Like the stories of fishermen, the criminals that get away cast long shadows for law enforcement officials. "That case is intriguing. It's a professional challenge. But he's also dangerous."
Robert "the Bear" Bryant is a big man who leans back in his chair, his cowboy boots bracing his weight alongside his massive desk. His paneled and beflagged office is commanding.
The Missouri native has commanded the FBI's Utah office since 1985, heading up investigations in white collar crime, international drug trafficking and government defense fraud.

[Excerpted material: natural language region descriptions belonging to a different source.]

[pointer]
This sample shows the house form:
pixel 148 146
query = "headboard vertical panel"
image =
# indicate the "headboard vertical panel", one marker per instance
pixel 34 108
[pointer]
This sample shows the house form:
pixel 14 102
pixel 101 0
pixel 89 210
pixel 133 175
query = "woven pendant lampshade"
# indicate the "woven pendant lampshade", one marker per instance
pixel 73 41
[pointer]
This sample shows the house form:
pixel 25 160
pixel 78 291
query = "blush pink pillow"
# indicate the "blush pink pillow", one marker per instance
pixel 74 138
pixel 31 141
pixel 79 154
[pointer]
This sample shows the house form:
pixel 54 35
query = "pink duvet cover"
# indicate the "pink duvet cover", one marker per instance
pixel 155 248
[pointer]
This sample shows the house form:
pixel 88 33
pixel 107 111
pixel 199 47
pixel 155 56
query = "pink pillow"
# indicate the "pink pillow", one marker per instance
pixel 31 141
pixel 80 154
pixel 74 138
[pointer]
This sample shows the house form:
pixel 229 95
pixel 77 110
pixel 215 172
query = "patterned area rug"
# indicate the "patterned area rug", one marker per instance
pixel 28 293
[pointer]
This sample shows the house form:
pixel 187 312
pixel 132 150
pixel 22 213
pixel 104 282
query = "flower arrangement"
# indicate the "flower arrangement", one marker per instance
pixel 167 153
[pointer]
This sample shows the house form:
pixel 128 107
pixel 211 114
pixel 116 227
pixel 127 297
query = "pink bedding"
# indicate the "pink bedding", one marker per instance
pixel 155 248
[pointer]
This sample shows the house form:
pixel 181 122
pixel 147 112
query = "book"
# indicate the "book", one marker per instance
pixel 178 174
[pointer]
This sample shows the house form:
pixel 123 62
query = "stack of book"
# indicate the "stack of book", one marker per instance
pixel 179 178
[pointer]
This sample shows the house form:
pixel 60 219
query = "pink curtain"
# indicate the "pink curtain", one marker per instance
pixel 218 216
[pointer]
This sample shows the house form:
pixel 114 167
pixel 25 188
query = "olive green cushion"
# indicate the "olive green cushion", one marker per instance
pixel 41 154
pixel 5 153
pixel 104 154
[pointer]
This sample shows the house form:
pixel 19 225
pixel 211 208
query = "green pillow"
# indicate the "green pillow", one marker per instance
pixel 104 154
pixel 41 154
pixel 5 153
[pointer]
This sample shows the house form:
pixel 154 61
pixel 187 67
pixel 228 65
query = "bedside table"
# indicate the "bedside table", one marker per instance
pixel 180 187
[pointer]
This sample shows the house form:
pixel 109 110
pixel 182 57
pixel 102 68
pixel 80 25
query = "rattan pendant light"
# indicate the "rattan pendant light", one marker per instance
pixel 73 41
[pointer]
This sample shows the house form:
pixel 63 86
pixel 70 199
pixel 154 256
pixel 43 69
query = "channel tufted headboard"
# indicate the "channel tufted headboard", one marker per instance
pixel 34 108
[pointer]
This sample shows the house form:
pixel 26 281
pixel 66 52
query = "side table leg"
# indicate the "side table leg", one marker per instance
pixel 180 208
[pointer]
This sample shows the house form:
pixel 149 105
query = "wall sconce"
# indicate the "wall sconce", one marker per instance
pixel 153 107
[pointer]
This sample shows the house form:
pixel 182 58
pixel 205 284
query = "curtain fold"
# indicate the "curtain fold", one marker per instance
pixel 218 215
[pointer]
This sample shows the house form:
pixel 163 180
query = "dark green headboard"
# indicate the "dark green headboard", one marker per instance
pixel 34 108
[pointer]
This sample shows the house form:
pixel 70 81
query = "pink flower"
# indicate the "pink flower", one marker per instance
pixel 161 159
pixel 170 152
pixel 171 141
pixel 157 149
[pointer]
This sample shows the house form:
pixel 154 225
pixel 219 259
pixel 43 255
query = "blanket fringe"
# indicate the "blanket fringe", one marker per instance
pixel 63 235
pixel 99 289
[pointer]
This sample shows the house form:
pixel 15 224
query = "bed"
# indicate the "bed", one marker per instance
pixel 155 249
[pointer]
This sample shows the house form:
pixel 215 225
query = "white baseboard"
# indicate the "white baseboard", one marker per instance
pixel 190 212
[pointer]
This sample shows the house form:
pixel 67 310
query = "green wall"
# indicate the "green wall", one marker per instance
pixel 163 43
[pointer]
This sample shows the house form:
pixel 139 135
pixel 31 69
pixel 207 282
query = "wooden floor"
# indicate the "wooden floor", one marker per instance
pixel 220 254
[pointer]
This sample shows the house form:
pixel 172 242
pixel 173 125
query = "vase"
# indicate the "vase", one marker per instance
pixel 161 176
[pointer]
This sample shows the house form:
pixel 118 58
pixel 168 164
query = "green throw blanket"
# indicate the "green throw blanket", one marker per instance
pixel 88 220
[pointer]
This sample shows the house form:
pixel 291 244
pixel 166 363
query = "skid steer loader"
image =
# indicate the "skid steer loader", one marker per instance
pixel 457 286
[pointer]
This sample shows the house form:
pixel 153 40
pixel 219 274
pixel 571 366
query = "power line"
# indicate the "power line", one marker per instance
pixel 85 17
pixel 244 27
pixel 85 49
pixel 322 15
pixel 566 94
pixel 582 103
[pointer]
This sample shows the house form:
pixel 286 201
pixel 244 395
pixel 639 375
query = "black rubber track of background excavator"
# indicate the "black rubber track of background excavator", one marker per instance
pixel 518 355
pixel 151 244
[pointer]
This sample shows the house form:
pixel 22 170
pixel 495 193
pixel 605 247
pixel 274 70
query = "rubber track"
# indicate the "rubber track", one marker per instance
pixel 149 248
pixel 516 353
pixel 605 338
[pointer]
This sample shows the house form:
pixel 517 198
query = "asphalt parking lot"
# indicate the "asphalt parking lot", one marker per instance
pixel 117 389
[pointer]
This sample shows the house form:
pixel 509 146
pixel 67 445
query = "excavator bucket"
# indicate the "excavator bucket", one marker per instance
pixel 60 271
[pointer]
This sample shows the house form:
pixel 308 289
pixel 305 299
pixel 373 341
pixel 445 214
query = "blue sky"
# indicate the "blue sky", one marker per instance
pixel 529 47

His intelligence career included stints in Las Vegas, Kansas City and Dallas. The move to what he originally considered a "sleepy community" with a dubious reputation for its white-collar fraud wasn't an assignment he eagerly sought.
But the community support he found in Salt Lake City has charmed both Bryant and his family. Now he sings its praises, proclaiming his Utah stay his best assignment ever. "In my opinion, this is the best office in the FBI because the people are so good. I sound like a cheerleader."
The local bureau is one of the top five in the country for recruitment, he said. And he lists recent successes: cracking the Navajo police murders, completing an undercover penny stock fraud investigation, apprehending the Huntsman kidnappers. He said morale is high among his more than 100 employees.
Locally, Bryant is branded as the official who approved the psychological warfare during last year's siege at the Singer family farm in Marion.
He defends the controversial techniques, saying the Singer-Swapp clan was responsible for making a martyr out of Corrections Lt. Fred House. House is remembered with a prominently placed wall plaque in the bureau's downtown Federal Building offices.
"I called the arrest. I told the tactical teams to take them.
"The thing that should be remembered is they fired 200 rounds at law enforcement, and we fired two. They killed an officer."
Working for the FBI doesn't always offer the glamour of dime-store paperbacks or late-night TV. Bryant found that out in his first week on the job, when two of his training officers were killed by bank robbers.
Twenty years later, Bryant says witnessing his first crime at point-blank range was a dramatic training lesson. "You kind of do away with the storybook image of crime in the big city. That's very sobering. You don't forget that."
But the FBI offers its own rewards. When Bryant was a young attorney considering joining up, he promised his wife it would be just for a three-year stint. Today, he smiles when he mentions that broken promise. "I lied.